As an experimental procedure, FMT faces logistical, regulatory, and reimbursement challenges, prompting biotech companies like Seres and Finch to work on standardizing it through microbiome drugs. Seres’s SER-109, an oral formulation of purified Firmicutes spores, has recently been approved by the FDA for preventing recurrent C. diff infections.
Other companies are also exploring FMT-inspired therapeutics for inflammatory conditions like inflammatory bowel disease (IBD) and graft vs host disease (GvHD). However, no one is currently leveraging this approach for aging-related diseases. Considering the preclinical evidence supporting FMT's potential in improving healthspan, this area represents an underexplored opportunity.
1.2. Adding beneficial microbes
An alternative approach to FMT is to add beneficial individual strains of gut microbes. For example, transplantation of Akkermansia muciniphila extends lifespan in progeroid mice (Bárcena et al. 2019). Similarly, Lactobacillus plantarum GKM3 promotes longevity, memory retention, and reduces brain oxidative stress in progeroid mice (Lin et al. 2021).
Petri Bio is currently pursuing this approach by developing engineered microbes for aging-related metabolic disorders.
2. Adding metabolites
Gut microbes produce metabolites that can regulate various biological processes. Instead of directly administering the microbes to patients, their metabolites can be used to develop small molecules or biologics using traditional drug development methods.
Certain metabolites have shown beneficial effects on healthspan and lifespan in animal models. For example, urolithin A, a metabolite generated from ellagic acid via its metabolism by gut bacteria, improves cognitive deficits in mouse models of Alzheimer’s disease and extends lifespan in normal aging mice (Ballesteros-Álvarez et al. 2022).
Similar to FMT, companies, such as Enterome and Second Genome, are using this approach to develop therapeutics for IBD and adjuvant for immuno-oncology, but none is doing this for age-related diseases. Incorporating beneficial microbe metabolites, such as urolithin A, for aging reveals a promising avenue to explore.
3. Modulating microbes
Gut bacteria can generate a mix of beneficial and harmful molecules. Another approach to address dysbiosis involves modulating these microbes to reduce the production of detrimental molecules, particularly those that increase with aging.

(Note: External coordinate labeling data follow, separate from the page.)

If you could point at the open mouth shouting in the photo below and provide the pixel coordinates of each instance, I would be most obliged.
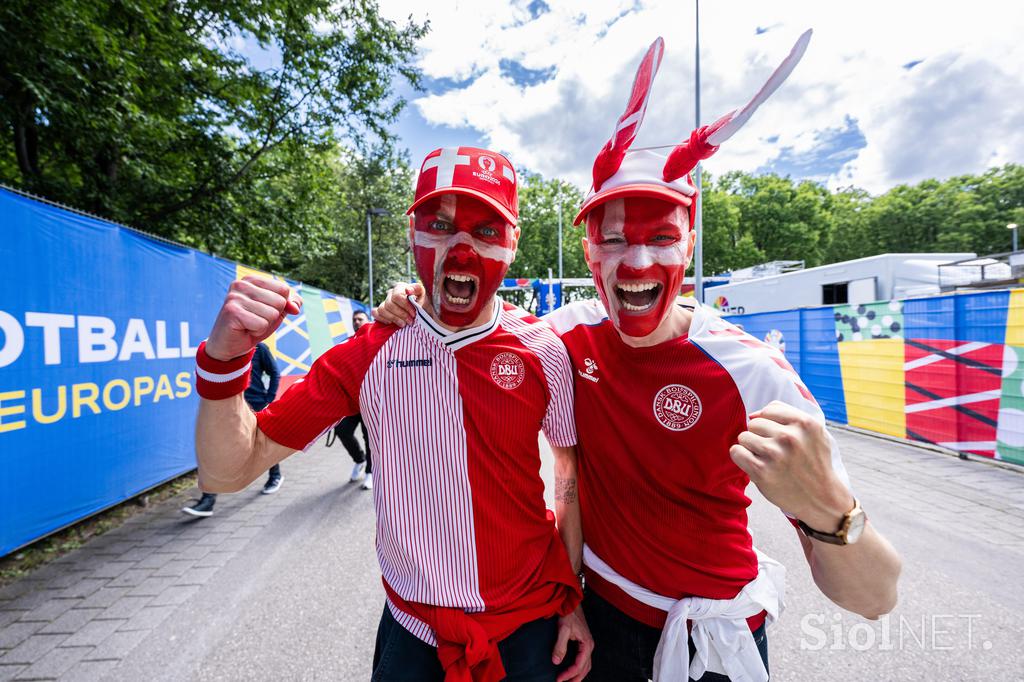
(460, 290)
(638, 296)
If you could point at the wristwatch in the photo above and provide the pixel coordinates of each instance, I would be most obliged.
(850, 528)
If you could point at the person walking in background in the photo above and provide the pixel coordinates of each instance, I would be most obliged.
(345, 430)
(258, 395)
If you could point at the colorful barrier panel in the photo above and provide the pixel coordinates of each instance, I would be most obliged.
(98, 327)
(944, 370)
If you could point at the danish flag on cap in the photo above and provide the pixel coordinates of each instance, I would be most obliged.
(621, 172)
(467, 170)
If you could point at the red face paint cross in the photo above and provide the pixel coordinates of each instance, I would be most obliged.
(638, 250)
(463, 249)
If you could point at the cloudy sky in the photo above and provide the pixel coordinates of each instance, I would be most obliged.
(888, 92)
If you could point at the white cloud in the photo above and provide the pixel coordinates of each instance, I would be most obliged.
(960, 111)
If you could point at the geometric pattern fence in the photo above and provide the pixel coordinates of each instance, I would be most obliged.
(945, 370)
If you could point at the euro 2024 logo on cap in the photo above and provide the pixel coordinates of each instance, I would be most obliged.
(508, 371)
(677, 407)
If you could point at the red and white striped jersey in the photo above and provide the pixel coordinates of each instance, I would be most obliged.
(454, 420)
(662, 501)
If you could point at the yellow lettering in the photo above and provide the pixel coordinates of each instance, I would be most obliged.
(143, 386)
(183, 380)
(163, 388)
(12, 410)
(84, 394)
(37, 406)
(125, 397)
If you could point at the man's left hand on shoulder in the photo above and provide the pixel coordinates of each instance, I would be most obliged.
(787, 455)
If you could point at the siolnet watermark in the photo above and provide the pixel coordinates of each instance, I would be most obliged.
(936, 632)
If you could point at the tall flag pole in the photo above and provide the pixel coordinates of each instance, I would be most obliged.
(697, 221)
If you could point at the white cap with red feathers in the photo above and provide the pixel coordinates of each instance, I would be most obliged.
(622, 172)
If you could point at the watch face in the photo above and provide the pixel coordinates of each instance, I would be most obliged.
(857, 522)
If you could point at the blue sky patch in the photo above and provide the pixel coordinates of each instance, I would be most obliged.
(538, 7)
(444, 84)
(834, 147)
(524, 77)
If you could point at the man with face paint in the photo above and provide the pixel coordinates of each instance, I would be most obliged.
(477, 580)
(677, 412)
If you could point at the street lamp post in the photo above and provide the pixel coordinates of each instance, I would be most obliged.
(370, 249)
(698, 209)
(559, 200)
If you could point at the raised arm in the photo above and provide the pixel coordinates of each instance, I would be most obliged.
(787, 455)
(231, 452)
(567, 505)
(396, 308)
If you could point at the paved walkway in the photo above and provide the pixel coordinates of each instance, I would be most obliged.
(287, 586)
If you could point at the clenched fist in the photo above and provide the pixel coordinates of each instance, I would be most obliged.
(787, 455)
(252, 311)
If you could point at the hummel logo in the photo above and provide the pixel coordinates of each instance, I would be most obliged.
(426, 361)
(591, 369)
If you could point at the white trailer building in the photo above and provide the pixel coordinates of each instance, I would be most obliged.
(862, 281)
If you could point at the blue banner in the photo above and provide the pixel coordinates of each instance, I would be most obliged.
(98, 331)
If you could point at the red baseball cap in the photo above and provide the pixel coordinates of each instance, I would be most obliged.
(468, 170)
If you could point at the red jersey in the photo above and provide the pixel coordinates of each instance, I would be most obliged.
(453, 419)
(662, 501)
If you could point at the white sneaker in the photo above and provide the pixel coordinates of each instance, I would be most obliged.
(357, 471)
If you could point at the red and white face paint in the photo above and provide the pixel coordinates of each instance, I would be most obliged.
(463, 249)
(639, 250)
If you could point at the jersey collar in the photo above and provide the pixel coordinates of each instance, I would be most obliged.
(462, 338)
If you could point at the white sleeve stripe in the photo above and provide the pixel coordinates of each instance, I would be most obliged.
(221, 378)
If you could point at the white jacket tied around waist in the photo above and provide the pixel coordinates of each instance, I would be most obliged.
(722, 638)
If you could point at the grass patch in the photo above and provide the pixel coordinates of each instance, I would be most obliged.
(27, 559)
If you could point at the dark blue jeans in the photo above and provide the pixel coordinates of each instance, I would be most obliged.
(400, 656)
(624, 647)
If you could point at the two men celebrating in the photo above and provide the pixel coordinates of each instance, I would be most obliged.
(673, 412)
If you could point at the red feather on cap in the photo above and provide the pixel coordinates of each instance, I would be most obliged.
(685, 157)
(610, 157)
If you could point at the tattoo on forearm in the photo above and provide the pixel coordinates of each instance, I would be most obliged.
(565, 489)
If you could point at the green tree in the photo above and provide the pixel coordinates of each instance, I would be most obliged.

Specific gut-derived metabolites are found in higher concentrations in aged individuals and have been identified as risk factors for age-related diseases (Hasavci and Blank 2022). Trimethylamine (TMA), in particular, is a precursor of TMAO, which is found to be elevated in aged individuals and associated with cardiovascular diseases, Alzheimer's, and cancer. Zehna Therapeutics is a company that develops inhibitors of selected gut microbial pathways linked with such harmful metabolites. Their lead compound is an inhibitor of the gut microbial enzyme CutC, which converts dietary choline to TMAO, as a potential treatment for chronic kidney diseases.
4. Enhancing intestinal barrier
Dysbiosis-induced gut barrier dysfunction and inflammation contribute to the overall aging process. Intestinal alkaline phosphatase (IAP) is a vital gut enzyme involved in promoting gut health through its anti-inflammatory properties, preservation of gut barrier function, and maintenance of microbiota balance. IAP supplementation has been shown to extend the lifespan of mice, decrease age-related gut permeability and systemic inflammation, and reduce frailty (Kühn et al. 2020).
At present, no companies are pursuing this approach, making IAP a compelling target to explore.